Литмир - Электронная Библиотека

— С браслетом на ноге, — перебиваю папу. — Как эта слежка будет осуществляться?

— Есть инспектор…

— Это что-то типа УДО?

— Нет, сын. Тебе просто заменили часть наказания обязательными работами, но отмечаться нужно, как и при условно-досрочном освобождении.

Прелестно! Я — привязанная шавка!

— Машину тебе не даю, я…

— На это не претендую. Мне не нужно. Куда ездить с моим сверхзагруженным графиком? Разве что на отметку, как на обязательную наркотическую ширку.

Отец подходит и резко обнимает.
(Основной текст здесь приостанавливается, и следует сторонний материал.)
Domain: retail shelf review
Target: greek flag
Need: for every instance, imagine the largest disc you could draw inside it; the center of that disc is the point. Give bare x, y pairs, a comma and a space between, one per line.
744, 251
Он крупный, сильный мужчина, а я сегодня… Жалкий соплежуй. Захлебываюсь от недостатка воздуха:

— Макс, я тебя люблю! Слышишь? Давай начнем сначала. Давай, родной, мы ведь столько вместе пережили. Перестань травить себя, слышишь, мальчик? Ну? Как слышно, парень?
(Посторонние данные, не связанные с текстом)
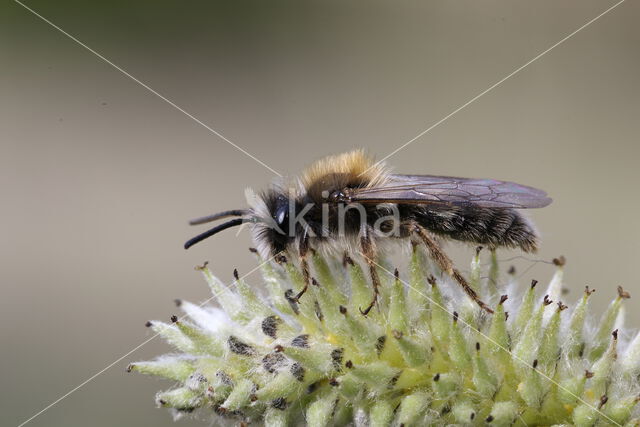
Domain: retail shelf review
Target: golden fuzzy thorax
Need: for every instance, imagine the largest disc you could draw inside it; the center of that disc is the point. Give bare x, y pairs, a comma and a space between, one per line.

— Да, я, — хочу пообещать или попробовать, не знаю, не определился, — все-все понимаю. Пап… Прости меня… Я не виноват в том, в чем меня все обвиняют. Я не поджигал тот ресторан, так получилось.

Отец отстраняется и заглядывает мне в глаза.

— У тебя есть друзья, их много, есть родня, знаю, что будет и любимая, — отец прокашливается и все-таки отводит глаза. — Твоя жена была большой ошибкой, за которую ты очень дорого заплатил, зачем же вспоминать прошлое….

— Там сын, она его забрала…

— Макс, он не один, а со своей матерью, которая нашла ему еще одного отца. Думаю, что не прогадала. Ризо тебя совсем не знал, как человека. Сколько ему было, когда вы расстались? Год с небольшим! Это же несерьезно, поверь, я знаю, о чем говорю. Сын, слышишь?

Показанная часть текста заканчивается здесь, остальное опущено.